Em compensação, a minha cabeça começou a bolar o que eu poderia fazer na sexta, da meia-noite até o dia amanhecer. Bem, a primeira coisa que me veio à mente foi botar em dia os assuntos amorosos. Mas depois eu pensei: já não estou com essa bola toda para poder “pôr em dia” o que o tempo tratou de colocar como “déficit” na conta do “rala e rola”. No mínimo, eu ia morrer antes da hora e, portanto, não ter o prazer de ver, ao vivo, o mundo se acabar. Então, eu optei por deixar essa parte para depois (uma prática muito comum a todos aqueles que já passaram dos... deixa pra lá!) e passei a pensar no que eu podia fazer para substituir o que é, na vida de cada ser humano, a melhor coisa do mundo. Pelo menos, neste sentido, pobre e rico, preto ou branco, feio ou bonito, todos têm o mesmo direito e prazer.

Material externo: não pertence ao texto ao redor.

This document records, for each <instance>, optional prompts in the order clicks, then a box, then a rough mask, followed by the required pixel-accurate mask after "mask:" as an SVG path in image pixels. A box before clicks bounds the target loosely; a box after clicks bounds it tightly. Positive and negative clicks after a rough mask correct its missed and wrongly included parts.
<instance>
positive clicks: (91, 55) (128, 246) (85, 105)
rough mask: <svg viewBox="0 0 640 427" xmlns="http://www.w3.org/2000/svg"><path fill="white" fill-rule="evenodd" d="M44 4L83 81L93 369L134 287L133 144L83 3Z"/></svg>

Destarte, eu me lembrei que, se o mundo não acabasse, eu, no dia 31 de dezembro, faria seis anos que tinha deixado de fumar e, de certa forma, beber. Mas, confesso, ainda trago comigo o vício nas minhas entranhas. Aí eu pensei: já que vai acabar mesmo, eu vou comprar um maço de cigarros, um litro de uísque, pegar um livro na estante – um que seja bem volumoso –, sentar-me em uma espreguiçadeira e unir o útil ao agradável. Ou seja: já que o mundo vai acabar mesmo, do câncer e da cirrose eu estou livre; por isso, tragos e tragos não vão manchar o meu pulmão e nem tampouco causar danos ao meu fígado.

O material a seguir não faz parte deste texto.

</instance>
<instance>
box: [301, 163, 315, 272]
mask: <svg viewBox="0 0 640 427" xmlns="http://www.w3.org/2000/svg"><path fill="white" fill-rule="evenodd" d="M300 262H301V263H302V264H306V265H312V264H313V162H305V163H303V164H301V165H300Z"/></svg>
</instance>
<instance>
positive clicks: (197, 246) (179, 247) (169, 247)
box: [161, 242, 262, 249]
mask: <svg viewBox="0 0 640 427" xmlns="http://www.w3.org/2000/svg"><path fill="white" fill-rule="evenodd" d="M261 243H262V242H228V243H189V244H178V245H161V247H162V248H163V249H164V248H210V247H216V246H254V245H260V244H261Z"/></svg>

Mas depois eu pensei melhor e vi que não era a melhor opção. Um litro de uísque iria me deixar mais bêbado do que gambá e, provavelmente, eu iria “capotar” antes de o sol nascer e, com isso, também perder o espetáculo do fim do mundo. E ainda havia o “chamego” que, mesmo não tendo “gás” para a noite toda, pelo menos, faltando uns quinze minutos para o término de tudo, eu ainda poderia “comparecer” e fazer um “agrado” e, com isso, sair por cima da “carne seca”. Dizem que o que conta é sempre a última. Se caprichada, então! – embora o tempo destinado não fosse lá essas coisas... É... eu pensei: realmente, bebida e cigarro não combinam com o fim do mundo.

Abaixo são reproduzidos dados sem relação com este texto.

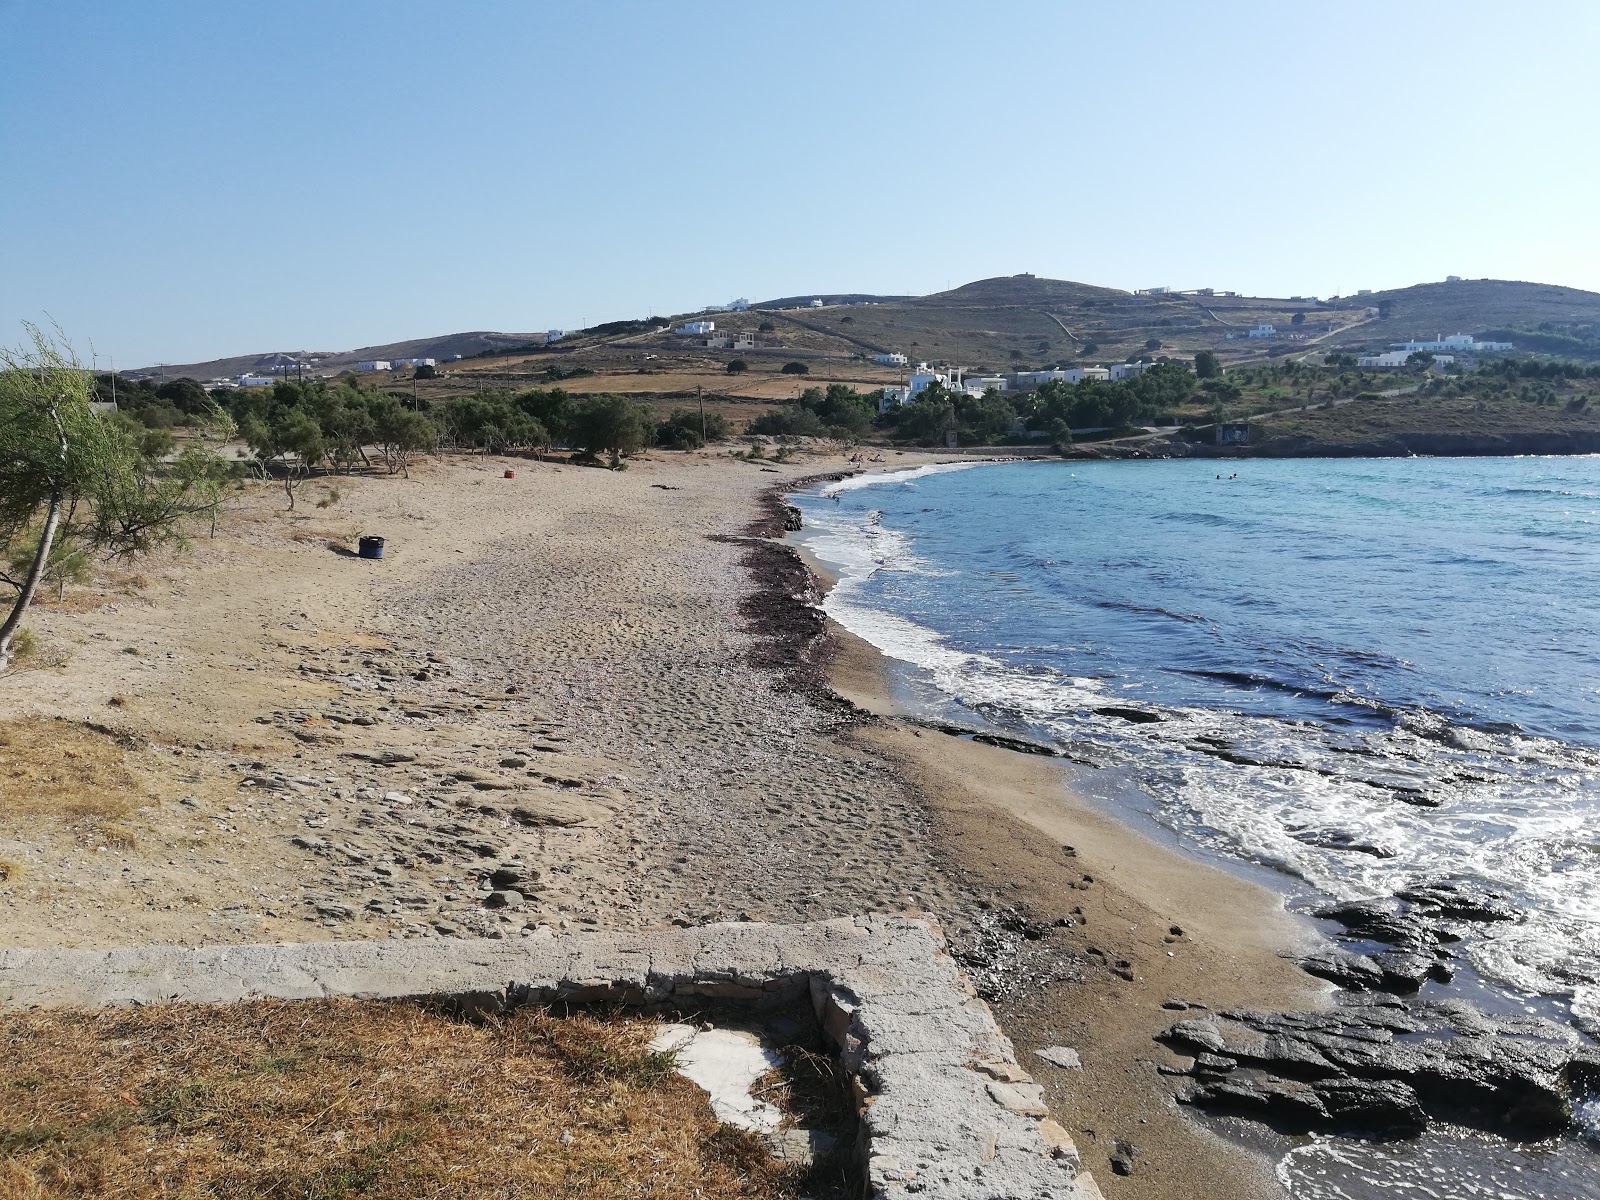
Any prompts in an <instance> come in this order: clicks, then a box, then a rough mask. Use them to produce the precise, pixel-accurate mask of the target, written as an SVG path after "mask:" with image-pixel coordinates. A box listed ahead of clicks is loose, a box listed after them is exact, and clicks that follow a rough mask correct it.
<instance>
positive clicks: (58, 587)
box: [0, 325, 227, 670]
mask: <svg viewBox="0 0 1600 1200" xmlns="http://www.w3.org/2000/svg"><path fill="white" fill-rule="evenodd" d="M26 328H27V334H29V344H27V346H26V347H19V349H5V350H0V550H5V552H6V560H8V566H10V570H8V571H5V573H0V586H5V587H10V589H11V590H13V592H14V598H13V602H11V606H10V611H8V613H6V616H5V619H3V621H0V670H3V669H5V667H8V666H10V662H11V656H13V643H14V640H16V634H18V629H19V627H21V621H22V616H24V613H26V611H27V608H29V605H30V603H32V602H34V598H35V595H37V594H38V589H40V586H42V584H45V582H50V581H53V579H54V581H56V582H58V590H61V589H64V587H66V582H69V581H70V578H72V576H74V574H77V573H78V571H80V563H82V562H83V557H86V555H91V554H98V555H104V557H130V555H139V554H149V552H152V550H155V549H158V547H162V546H181V544H182V542H184V534H186V528H187V525H189V523H190V522H192V520H195V518H198V517H202V515H206V514H213V515H214V512H216V507H218V506H219V504H221V498H222V480H224V477H226V474H227V469H226V466H224V464H222V461H221V459H218V458H216V456H214V454H210V453H208V451H203V450H200V448H197V446H189V448H186V450H184V451H182V453H181V454H179V456H178V458H176V461H173V462H162V461H157V459H154V458H150V456H147V454H146V453H142V450H141V445H139V440H138V438H134V437H131V435H130V434H128V432H126V429H125V427H122V426H118V424H117V422H115V421H112V419H109V418H107V416H106V414H102V413H99V411H98V410H96V408H94V405H93V397H94V379H93V376H91V374H90V373H88V371H85V370H83V366H82V363H78V362H77V357H75V355H74V354H72V349H70V346H67V342H66V339H64V338H62V336H61V334H59V331H58V333H56V334H46V333H45V331H42V330H40V328H38V326H34V325H29V326H26ZM26 550H32V552H30V554H27V552H26Z"/></svg>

E já que o que eu mais estava fazendo era pensar em como aproveitar os últimos instantes do mundo, eu me voltei para os amigos. Sim, já tinha a solução: eu iria ligar para cada um e agradecer pela amizade e pelo carinho desses anos todos. Iria pedir desculpas pelas vezes em que fui grosseiro e os maltratei com minhas neuroses e manias. Essa era, de fato, uma boa opção de esperar para ver chegar o fim do mundo. Porém, eu fiquei, mais tarde, em dúvida: será que seria uma boa opção? Se um desses amigos me alugasse e fosse se confessar para mim? Eu, no mínimo, iria saber de muita coisa que poderia me servir, mais tarde, de boas fofocas, mas, também, iria me tirar a chance de me redimir perante o restante dos meus outros amigos. Definitivamente, não era uma boa opção. Mesmo porque, onde era que eu iria contar essas fofocas?

Só então foi que me veio na mente a minha família. Meu Deus, como nós esquecemos das pessoas que nos são mais caras! Sim, a melhor coisa a fazer era passar os últimos instantes de vida na Terra ao lado de quem sempre nos serviu de exemplo e alicerce. Pronto, estava resolvido. Iria, ao invés de falar com os meus amigos, falar com os meus parentes mais chegados que estivessem longe de onde moro. Aos amigos – que não são muitos –, um e-mail para cada um deles dizendo sobre o quanto eles representam para mim, com certeza, iria bastar.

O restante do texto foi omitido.